Bottom line: Hughes got exceptional treatment, one which has only gone to one other filmmaker, Stanley Kubrick, and he got twice the time Kubrick did. Is it snobbery to suggest that exceptional treatment demands exceptional achievement? I don’t think so. Again, his tribute should have been in the In Memoriam section, where other luminaries like Altman and Wilder have had theirs in recent years. And, 6 minutes or 10, he still shouldn’t have gotten a solo tribute.
Tom Cavender
@Den – Hughes’s script for Miracle on 34th Street added a cartoonish bad guy played by Joss Ackland, with cartoonish henchmen played by James Remar and Jane Leeves. There’s a badly drawn subplot about Ackland’s conglomerate trying to buy out Cole’s Department Store (the Macy’s of the original). Worst of all, the clever conclusion of the trial of Kris Kringle in original involving the post office gives way to a thoroughly ham-handed and stupid revelation by the judge involving the use of “In God We Trust” on US coins, thrown together with huge crowds lining the streets chanting, “I believe!” Most of the acting isn’t bad – Attenborough is wonderful, Elizabeth Perkins is good, but Dylan McDermott is miscast. Still, it’s very inferior to the original, and the fault lies mainly with the script.
@Irving Contreras – Word is that Hughes loved Chicago (you can see this in his films) and didn’t like Hollywood very much.

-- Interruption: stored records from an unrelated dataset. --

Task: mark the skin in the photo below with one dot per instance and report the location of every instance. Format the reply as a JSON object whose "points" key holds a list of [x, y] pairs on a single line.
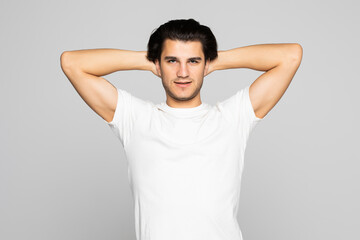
{"points": [[182, 61], [85, 68]]}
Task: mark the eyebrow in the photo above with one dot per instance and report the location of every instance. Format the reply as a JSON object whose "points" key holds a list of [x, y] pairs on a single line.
{"points": [[175, 58]]}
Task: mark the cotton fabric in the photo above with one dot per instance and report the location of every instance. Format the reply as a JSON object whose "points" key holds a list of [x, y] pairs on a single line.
{"points": [[185, 165]]}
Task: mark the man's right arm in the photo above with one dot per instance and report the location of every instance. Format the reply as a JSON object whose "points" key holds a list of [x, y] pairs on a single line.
{"points": [[84, 69]]}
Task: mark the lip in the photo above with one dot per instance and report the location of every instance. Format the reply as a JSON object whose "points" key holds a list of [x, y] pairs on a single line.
{"points": [[182, 84]]}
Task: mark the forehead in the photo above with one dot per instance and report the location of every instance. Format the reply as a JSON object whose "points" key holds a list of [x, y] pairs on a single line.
{"points": [[182, 49]]}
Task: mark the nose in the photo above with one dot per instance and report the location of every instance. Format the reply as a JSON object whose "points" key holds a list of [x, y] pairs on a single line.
{"points": [[183, 71]]}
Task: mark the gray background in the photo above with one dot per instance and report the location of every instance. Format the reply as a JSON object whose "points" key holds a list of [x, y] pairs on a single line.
{"points": [[63, 173]]}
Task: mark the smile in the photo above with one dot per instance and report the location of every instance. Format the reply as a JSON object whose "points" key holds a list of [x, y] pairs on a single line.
{"points": [[182, 84]]}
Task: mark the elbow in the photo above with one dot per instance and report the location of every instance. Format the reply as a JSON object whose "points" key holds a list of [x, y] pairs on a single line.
{"points": [[66, 61], [296, 52]]}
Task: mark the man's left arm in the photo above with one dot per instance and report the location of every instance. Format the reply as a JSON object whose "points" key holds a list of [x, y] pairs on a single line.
{"points": [[280, 63]]}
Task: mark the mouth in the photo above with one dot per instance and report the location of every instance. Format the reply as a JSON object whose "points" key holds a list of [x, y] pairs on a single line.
{"points": [[183, 84]]}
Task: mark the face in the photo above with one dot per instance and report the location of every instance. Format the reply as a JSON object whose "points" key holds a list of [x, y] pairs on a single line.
{"points": [[182, 62]]}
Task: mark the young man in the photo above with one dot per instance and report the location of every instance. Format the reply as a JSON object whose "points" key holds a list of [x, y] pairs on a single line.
{"points": [[185, 157]]}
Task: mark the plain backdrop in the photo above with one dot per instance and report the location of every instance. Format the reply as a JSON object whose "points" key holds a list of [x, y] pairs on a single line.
{"points": [[63, 173]]}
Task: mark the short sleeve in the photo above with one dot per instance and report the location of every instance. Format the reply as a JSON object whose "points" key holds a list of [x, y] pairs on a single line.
{"points": [[122, 122], [239, 110]]}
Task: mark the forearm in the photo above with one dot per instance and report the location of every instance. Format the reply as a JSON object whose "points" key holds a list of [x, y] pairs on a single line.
{"points": [[100, 62], [260, 57]]}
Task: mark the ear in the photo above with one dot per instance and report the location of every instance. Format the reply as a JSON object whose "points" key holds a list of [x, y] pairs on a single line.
{"points": [[158, 69], [206, 68]]}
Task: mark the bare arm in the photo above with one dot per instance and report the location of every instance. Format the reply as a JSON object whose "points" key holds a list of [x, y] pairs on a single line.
{"points": [[84, 69], [100, 62], [280, 61]]}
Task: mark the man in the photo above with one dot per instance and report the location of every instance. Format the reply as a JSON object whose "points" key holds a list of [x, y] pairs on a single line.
{"points": [[185, 157]]}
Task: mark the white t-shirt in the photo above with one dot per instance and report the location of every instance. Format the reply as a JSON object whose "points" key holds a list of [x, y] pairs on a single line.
{"points": [[185, 165]]}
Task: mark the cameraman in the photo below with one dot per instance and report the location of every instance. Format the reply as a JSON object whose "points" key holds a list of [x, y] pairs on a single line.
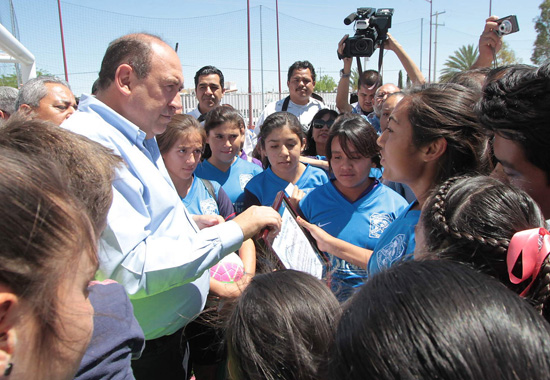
{"points": [[370, 80]]}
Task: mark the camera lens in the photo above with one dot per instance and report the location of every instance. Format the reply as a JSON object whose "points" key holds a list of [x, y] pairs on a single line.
{"points": [[505, 27], [361, 45]]}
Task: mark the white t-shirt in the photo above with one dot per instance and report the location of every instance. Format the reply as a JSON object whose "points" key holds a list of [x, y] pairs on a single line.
{"points": [[304, 113]]}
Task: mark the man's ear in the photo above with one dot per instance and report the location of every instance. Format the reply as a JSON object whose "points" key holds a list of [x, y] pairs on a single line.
{"points": [[25, 109], [9, 313], [434, 150], [123, 78]]}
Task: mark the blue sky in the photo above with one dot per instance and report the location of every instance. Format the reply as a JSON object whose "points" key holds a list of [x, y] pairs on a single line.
{"points": [[214, 32]]}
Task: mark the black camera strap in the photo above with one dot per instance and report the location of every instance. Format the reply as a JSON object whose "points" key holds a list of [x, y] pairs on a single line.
{"points": [[380, 60], [381, 56]]}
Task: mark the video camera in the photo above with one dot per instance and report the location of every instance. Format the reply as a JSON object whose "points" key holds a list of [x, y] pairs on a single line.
{"points": [[371, 29]]}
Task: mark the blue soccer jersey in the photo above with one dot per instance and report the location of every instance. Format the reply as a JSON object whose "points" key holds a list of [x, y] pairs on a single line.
{"points": [[233, 181], [262, 189], [360, 223], [199, 201], [396, 242]]}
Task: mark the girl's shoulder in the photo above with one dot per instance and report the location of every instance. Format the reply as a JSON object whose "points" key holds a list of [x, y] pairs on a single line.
{"points": [[244, 165], [313, 173]]}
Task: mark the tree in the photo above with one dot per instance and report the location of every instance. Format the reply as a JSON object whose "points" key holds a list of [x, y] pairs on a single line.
{"points": [[10, 80], [541, 51], [464, 57], [462, 60], [325, 84]]}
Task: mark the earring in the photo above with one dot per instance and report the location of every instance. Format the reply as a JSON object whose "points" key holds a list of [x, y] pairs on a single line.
{"points": [[8, 369]]}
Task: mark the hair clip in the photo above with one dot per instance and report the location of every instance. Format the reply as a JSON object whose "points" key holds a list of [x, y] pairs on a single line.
{"points": [[533, 246], [8, 369]]}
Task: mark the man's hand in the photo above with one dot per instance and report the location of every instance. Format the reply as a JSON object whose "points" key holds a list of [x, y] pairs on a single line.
{"points": [[391, 44], [322, 237], [348, 60], [490, 43], [204, 221], [256, 218]]}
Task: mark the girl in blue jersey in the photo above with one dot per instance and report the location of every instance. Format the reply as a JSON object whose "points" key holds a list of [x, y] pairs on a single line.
{"points": [[433, 134], [281, 141], [225, 133], [353, 207], [181, 146]]}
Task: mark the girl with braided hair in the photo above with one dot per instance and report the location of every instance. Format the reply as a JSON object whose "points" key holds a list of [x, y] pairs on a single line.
{"points": [[486, 224], [433, 134]]}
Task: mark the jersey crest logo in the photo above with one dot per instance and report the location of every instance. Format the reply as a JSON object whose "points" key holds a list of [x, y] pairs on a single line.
{"points": [[391, 252], [209, 207], [244, 178], [378, 223]]}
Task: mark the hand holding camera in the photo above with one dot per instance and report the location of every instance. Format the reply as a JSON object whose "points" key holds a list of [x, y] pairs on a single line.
{"points": [[371, 28]]}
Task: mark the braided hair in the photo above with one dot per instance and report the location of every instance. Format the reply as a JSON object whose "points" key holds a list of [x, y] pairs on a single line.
{"points": [[472, 220]]}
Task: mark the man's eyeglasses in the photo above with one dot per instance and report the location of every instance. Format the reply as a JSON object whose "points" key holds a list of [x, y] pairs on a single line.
{"points": [[320, 123], [382, 95]]}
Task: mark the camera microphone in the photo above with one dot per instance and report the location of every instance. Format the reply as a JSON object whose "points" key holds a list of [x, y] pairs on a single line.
{"points": [[348, 20]]}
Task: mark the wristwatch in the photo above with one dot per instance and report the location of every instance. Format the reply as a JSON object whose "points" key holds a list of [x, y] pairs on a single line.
{"points": [[344, 75]]}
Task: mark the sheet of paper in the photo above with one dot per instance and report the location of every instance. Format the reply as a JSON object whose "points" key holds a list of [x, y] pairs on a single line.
{"points": [[294, 249]]}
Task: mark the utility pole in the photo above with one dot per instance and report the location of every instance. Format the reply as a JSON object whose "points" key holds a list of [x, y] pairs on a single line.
{"points": [[262, 55], [435, 43], [430, 49], [421, 40]]}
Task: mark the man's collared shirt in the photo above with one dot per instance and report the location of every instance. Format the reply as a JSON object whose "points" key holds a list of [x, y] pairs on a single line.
{"points": [[151, 244], [304, 113]]}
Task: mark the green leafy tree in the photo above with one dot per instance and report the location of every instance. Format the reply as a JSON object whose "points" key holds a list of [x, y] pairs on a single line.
{"points": [[325, 84], [541, 52], [462, 60], [464, 57], [10, 80]]}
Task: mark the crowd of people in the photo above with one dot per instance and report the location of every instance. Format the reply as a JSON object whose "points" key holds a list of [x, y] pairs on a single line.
{"points": [[130, 228]]}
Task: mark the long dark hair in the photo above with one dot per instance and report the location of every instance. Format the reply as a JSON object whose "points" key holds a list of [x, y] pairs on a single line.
{"points": [[281, 327], [438, 320], [472, 220], [447, 110], [45, 232]]}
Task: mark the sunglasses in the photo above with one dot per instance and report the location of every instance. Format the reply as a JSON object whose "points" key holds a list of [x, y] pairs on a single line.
{"points": [[318, 124]]}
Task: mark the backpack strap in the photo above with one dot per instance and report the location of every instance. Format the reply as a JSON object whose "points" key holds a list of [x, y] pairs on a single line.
{"points": [[285, 103]]}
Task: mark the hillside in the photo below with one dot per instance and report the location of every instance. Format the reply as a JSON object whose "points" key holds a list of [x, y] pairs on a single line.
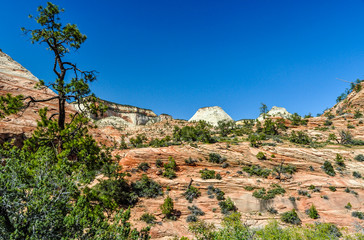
{"points": [[241, 170]]}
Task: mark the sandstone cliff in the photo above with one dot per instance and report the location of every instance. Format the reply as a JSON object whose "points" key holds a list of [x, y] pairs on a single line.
{"points": [[211, 115]]}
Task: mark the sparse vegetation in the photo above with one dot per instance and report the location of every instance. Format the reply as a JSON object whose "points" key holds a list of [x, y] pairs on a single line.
{"points": [[191, 193], [257, 171], [291, 217], [328, 168]]}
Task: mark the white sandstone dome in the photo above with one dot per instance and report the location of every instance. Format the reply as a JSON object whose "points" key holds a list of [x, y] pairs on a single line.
{"points": [[276, 112], [211, 115]]}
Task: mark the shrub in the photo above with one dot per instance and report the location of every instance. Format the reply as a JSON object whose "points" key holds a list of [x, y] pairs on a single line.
{"points": [[328, 168], [227, 206], [312, 212], [148, 218], [262, 194], [358, 114], [357, 214], [359, 158], [257, 170], [158, 163], [170, 168], [190, 161], [291, 217], [225, 165], [300, 138], [348, 206], [191, 218], [207, 174], [168, 208], [143, 166], [169, 173], [196, 211], [261, 156], [192, 193], [356, 174], [216, 158], [339, 160], [147, 187]]}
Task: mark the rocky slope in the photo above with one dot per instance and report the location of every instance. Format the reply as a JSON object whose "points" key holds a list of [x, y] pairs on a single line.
{"points": [[211, 115], [276, 112]]}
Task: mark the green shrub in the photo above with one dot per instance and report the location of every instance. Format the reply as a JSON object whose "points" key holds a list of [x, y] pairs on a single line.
{"points": [[291, 217], [270, 194], [148, 218], [261, 156], [257, 170], [143, 166], [158, 163], [328, 168], [146, 187], [357, 214], [356, 174], [300, 138], [216, 158], [191, 193], [312, 212], [339, 160], [169, 173], [191, 162], [170, 168], [227, 206], [359, 158], [348, 206], [168, 208]]}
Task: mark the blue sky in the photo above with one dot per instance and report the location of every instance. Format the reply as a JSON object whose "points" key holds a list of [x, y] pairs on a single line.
{"points": [[175, 56]]}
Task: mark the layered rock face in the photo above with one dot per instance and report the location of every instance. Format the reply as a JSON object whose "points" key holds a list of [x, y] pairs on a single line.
{"points": [[211, 115], [119, 116], [276, 112], [16, 80], [354, 101]]}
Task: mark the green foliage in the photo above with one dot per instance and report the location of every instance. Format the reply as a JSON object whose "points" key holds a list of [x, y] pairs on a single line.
{"points": [[201, 133], [170, 168], [191, 162], [297, 120], [10, 104], [148, 218], [358, 214], [207, 174], [291, 217], [270, 194], [143, 166], [340, 160], [358, 114], [146, 187], [348, 206], [312, 212], [191, 193], [216, 158], [261, 156], [356, 174], [227, 206], [359, 158], [158, 163], [299, 137], [225, 127], [257, 171], [168, 208], [328, 168], [139, 141]]}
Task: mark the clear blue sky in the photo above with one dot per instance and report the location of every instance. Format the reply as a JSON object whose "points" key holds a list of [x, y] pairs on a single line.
{"points": [[175, 56]]}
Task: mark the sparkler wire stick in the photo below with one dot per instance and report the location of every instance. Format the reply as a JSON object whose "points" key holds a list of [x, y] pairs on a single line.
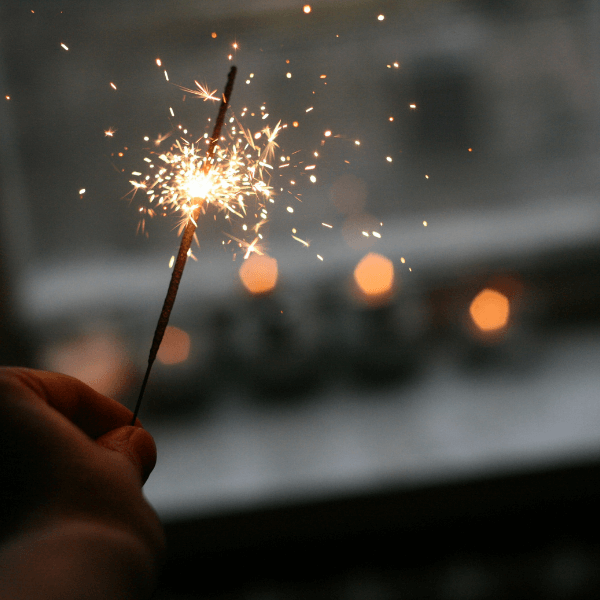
{"points": [[186, 242]]}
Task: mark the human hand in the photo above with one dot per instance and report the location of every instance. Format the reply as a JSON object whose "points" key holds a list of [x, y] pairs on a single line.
{"points": [[72, 469]]}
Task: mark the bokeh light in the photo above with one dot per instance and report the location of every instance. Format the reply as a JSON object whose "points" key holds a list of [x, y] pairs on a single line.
{"points": [[175, 347], [259, 274], [490, 310], [374, 277]]}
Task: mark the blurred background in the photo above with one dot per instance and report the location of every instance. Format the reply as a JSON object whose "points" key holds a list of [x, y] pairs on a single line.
{"points": [[406, 407]]}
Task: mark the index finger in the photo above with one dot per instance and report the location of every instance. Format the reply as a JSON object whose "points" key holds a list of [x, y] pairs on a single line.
{"points": [[92, 412]]}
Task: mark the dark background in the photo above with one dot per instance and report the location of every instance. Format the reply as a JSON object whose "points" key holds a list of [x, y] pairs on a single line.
{"points": [[312, 446]]}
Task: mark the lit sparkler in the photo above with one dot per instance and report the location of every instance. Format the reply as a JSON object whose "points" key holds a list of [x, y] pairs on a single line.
{"points": [[193, 180]]}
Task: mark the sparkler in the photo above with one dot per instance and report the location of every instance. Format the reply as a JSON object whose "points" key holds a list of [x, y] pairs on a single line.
{"points": [[186, 240]]}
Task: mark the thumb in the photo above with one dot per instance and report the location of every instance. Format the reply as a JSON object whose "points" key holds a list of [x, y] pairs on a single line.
{"points": [[136, 444]]}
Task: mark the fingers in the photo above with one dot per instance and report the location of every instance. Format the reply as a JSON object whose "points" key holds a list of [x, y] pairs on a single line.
{"points": [[134, 443], [89, 410]]}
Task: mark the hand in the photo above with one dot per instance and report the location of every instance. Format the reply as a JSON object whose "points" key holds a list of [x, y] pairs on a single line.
{"points": [[71, 473]]}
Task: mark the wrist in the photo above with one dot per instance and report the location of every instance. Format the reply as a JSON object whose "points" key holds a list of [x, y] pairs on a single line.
{"points": [[77, 559]]}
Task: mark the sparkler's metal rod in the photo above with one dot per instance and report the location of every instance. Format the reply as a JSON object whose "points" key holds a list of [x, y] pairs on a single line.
{"points": [[186, 242]]}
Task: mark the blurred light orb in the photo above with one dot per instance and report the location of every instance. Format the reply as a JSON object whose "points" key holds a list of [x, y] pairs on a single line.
{"points": [[259, 274], [175, 346], [490, 310], [374, 276]]}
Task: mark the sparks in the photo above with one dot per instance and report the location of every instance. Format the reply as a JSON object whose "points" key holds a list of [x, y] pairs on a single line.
{"points": [[235, 181]]}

There have also been hints out there that Hughes was disappointed in the reception his films were getting, and that’s one reason why he began writing under the pseudonym Edmond Dantes (the name of the lead character in “The Count of Monte Cristo”). Whether he chose this name because of a love for Dumas’s book, or because he felt he was as wronged by the business as Dantes was in the book is an open question.
A couple of interesting points that strike me re: Hughes (and as I’ve said before, I’m not a fan): his signature work (teen dramedies) comprised six films over a three year period, four written and directed by him and the other two directed by others from his scripts. I think his best film, “Planes, Trains, and Automobiles”, came from the year he stopped making teen films, 1987. After a couple of forays into more adult-oriented fare (“Planes…”, “She’s Having a Baby”, “Only the Lonely”), his remaining films were kid-oriented comedies, including the “Edmond Dantes” scripts.